The Daily Life of North Koreans:
Peddlers Carrying the Future of North Korea on Their Backs
Written by PAEK Chang-ryong, a defector reporter
Peddlers holding up the state economy system
"We can no longer rely on the state system."
This is the message at the heart of knowledge acquired by North Korean citizens through experiencing the collapse of the state-planned economy in the 1990s. During the course of the breakdown of North Korean society, including the state rationing system, people were obliged to find their own way without relying on the state. North Koreans could not even buy a kilogram of rice from their monthly salary, paid out in workplaces across the country.
Twenty years have passed since this time of severe hardships, since then economic circulation systems and nationwide networks have emerged spontaneously from the social demands. This is apparent in the increase in the number of people finding their own ways to live by engaging in private business and trade. One of the items that best represents the business activities of the North Korean people is the oversize backpack.
These large backpacks, that have become so visible on the sturdy backs of women around North Korea, can be seen everywhere in the country except for in the state run-media. It is common to see women humping full backpacks of more than 50kgs (=110 lbs) and, as with the woman in the photograph, carrying other luggage in both hands.
This over-sized capacity backpack is, we can say, a product of "Arduous March" that prevailed in the 1990s and was characterized by mass-starvation. The backpack, as well as bicycles, has become a necessary item for people to carry out private business.
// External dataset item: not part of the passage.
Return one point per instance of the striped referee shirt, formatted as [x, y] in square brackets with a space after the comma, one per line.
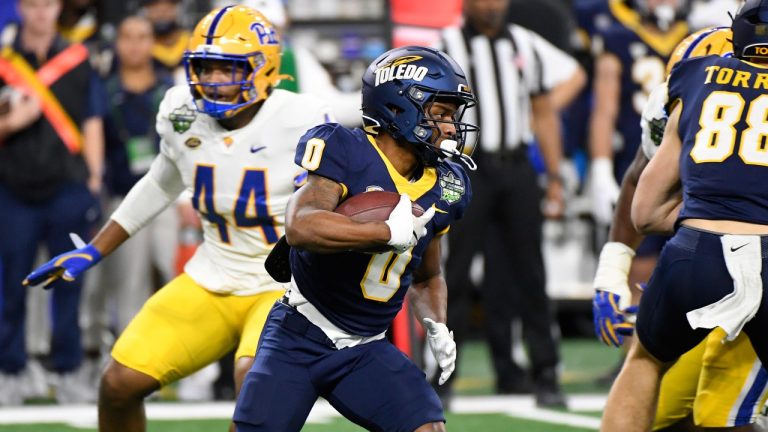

Many women have conquered the hardships of starvation and poverty by running around from city to city, village to village as a peddler with a pack strapped to their back.
It is most commonly women who are tasked with the role of carrying the hopes of their family on their backs. In North Korea, all men are principally obliged to attend the workplace, and if unauthorized absences are repeatedly recorded, heavy punishments are meted out, including time in a correctional facility known as a "Labor Training Troops". It is possible to circumvent this by bribing the workplace administrator, but in the workplaces, men are burdened with several obligations, including participating in military drills and supporting mobilization for farming collectives. The workplace functions as a social regimentation in North Korea.
The other reason is that women are considered better suited for the trading business. There are frequent inspections and controls at checkpoints whenever people try to move to other areas, but most of the inspectors are men.
It is thought that women can avoid incarceration easier if they are apprehended without the correct documents, or questioned at the checkpoint. These women are very good at dealing with officers; they have experience in handling bribes and know how to get out of a pinch. Furthermore, in North Korea it is widely believed that men waste their money on drinking and smoking during travel, and are thus less able to make a good profit through the peddling business.
As of late there is a great deal of analysis expressing the belief that people's lives in North Korea are becoming more stable as a result of the development of the normalization of the peddling business. However, it should be remarked that this development is based on the sweat and tears of these female peddlers.
We should not forget that the North Korean economy is buoyed by peddlers crisscrossing North Korea with heavy loads on their backs. Their "Arduous March" has never ended.